Utilize the Unlimited Marital Deduction

If you’re married and want to give a large sum of money to your spouse, you can do so without having to pay any gift tax. This is because of the unlimited marital deduction, which allows married couples to give each other an unlimited amount of money without incurring any gift tax liability.

It’s important to note that the unlimited marital deduction only applies to spouses who are U.S. citizens. If your spouse is a non-U.S. citizen, you can still give them a gift, but you will have to pay gift tax on any amount over the annual exclusion limit.

Take Advantage of the Educational and Medical Exclusion
Take Advantage of the Educational and Medical Exclusion

Take Advantage of the Educational and Medical Exclusion

If you want to give money to someone for educational or medical expenses, you can do so without having to pay any gift tax. This is because of the educational and medical exclusion, which allows you to give up to $15,000 per person, per year for qualifying expenses without incurring any gift tax liability.

Qualifying expenses include tuition, fees, books, supplies, room and board, and medical expenses. However, it’s important to note that the money must be given directly to the educational institution or medical provider. Gifts of cash to the recipient do not qualify for the exclusion.

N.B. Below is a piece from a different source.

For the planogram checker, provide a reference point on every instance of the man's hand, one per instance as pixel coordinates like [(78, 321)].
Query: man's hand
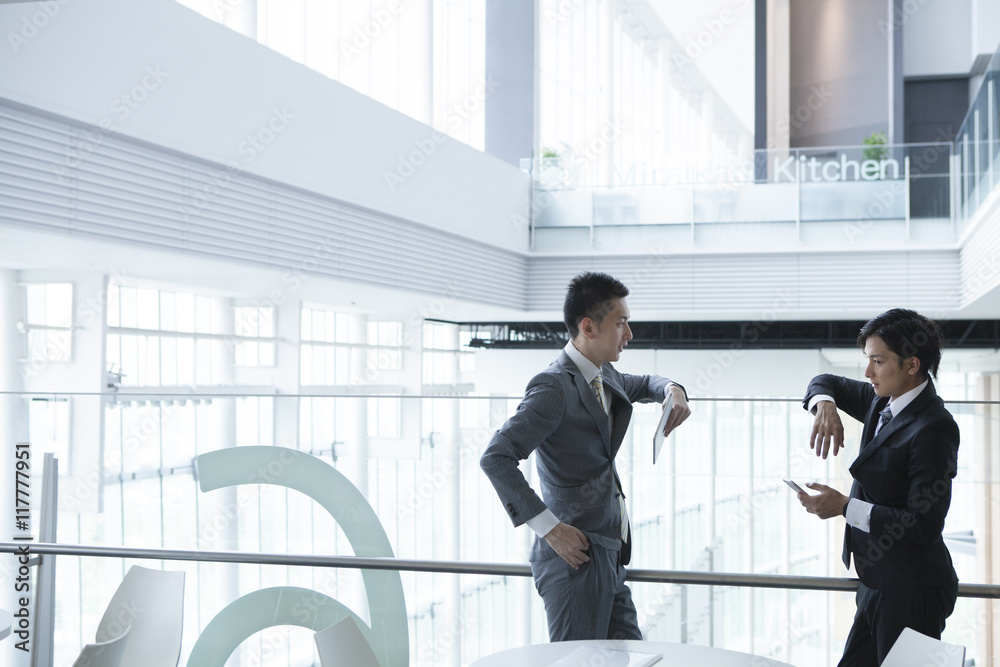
[(569, 543), (828, 504), (827, 429), (680, 412)]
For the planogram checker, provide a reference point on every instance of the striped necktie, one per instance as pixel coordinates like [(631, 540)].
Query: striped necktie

Use 529 Plans to Save for College Tuition Costs

A 529 plan is a tax-advantaged savings plan designed to help families save for college tuition costs. Contributions to a 529 plan are not subject to the gift tax, which makes it an attractive option for those looking to avoid the gift tax while saving for college.

Additionally, withdrawals from a 529 plan are not subject to federal taxes as long as the money is used for qualified higher education expenses. This makes it a great way to save for college tuition costs without having to worry about the gift tax.

Pay Directly for Someone Else’s Tuition, Medical Expenses, or Other Qualifying Expenses

You can also avoid the gift tax by paying directly for someone else’s tuition, medical expenses, or other qualifying expenses. As long as the payment is made directly to the educational institution or medical provider, it is not considered a taxable gift.

For example, if you want to pay for your nephew’s college tuition, you can do so without having to pay any gift tax as long as you make the payment directly to the school. Similarly, if you want to pay for your sister’s medical bills, you can do so without having to pay any gift tax as long as you make the payment directly to the doctor or hospital.

Conclusion

Gifting money or other items of value can be a great way to show your appreciation and love for someone, but it can also come with an unexpected tax bill. Fortunately, there are ways to avoid the gift tax. By following the strategies outlined above, such as giving within the annual exclusion limit, making charitable donations, setting up a trust, utilizing the unlimited marital deduction, taking advantage of the educational and medical exclusion, using 529 plans to save for college tuition costs, and paying directly for someone else’s expenses, you can give generously without having to worry about the gift tax.